Despite her classical studies, C.J. Cherryh liked science fiction, and she used plots taken from mythology to write stories set in the future. Typically, aspiring writers initially try to publish short stories in magazines, but Cherryh instead started writing novels from the beginning in her spare time, sending them to publishers.
After several rejections, in 1976 her novels “Gate of Ivrel” and “Brothers of Earth” were finally published. The first earned C.J. Cherryh the John W. Campbell Award for Best New Writer.
Donald A. Wollheim, the editor who bought her books, decided to add an “h” to her name because he thought Cherry sounded too much like the surname of a romance novel writer. The initials C.J. were used because, at that time,e almost all science fiction writers were men.
In the following years, C.J. Cherryh published many other novels, both fantasy and science fiction. The writer doesn’t feel tied to a specific genre, so in her case, labels don’t really matter much.
Her first novel had three sequels to form the Morgaine cycle: “Well of Shiuan” in 1978, “Fires of Azeroth” in 1979, and “Exile’s Gate” in 1988. This quadrilogy has become part of a larger fictional universe that includes many other novels, many of which can be grouped into several sub-cycles.
One of those sub-cycles includes “Downbelow Station” (1981), which won a Hugo Award as the best novel of the year. Also in 1981, C.J. Cherryh published “The Pride of Chanur”, the first of five novels of the Chanur cycle.

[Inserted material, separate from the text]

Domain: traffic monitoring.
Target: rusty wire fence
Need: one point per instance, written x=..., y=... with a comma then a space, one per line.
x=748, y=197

In 1989, C.J. Cherryh again won the Hugo Award for best novel of the year with the extraordinary “Cyteen”, a story long even by today’s standards and very complex that is part of another of the sub-cycles of the author’s main narrative universe.
C.J. Cherryh has also published several novels that are part of other narrative universes, especially the Foreigner universe, composed of several novels divided into arcs composed of a trilogy each.
C.J. Cherryh has also published several fantasy novels, especially the Fortress series, the Russian stories, and the Heroes in Hell cycle, all composed of three or more novels each.
Thanks to her classic literary education, C.J. Cherryh has a very realistic style she uses to develop stories with elements of politics, philosophy, and the sociology of gender. Often in her novels, there’s an outsider looking for the place.
C.J. Cherryh is a very prolific writer who has already written more than 60 novels. In recent years, she’s been publishing especially novels that are part of the Foreigner universe. In the coming months, two more of them, which are part of the fifth trilogy of this cycle, should be published, so her fans can rest easy because she keeps on writing.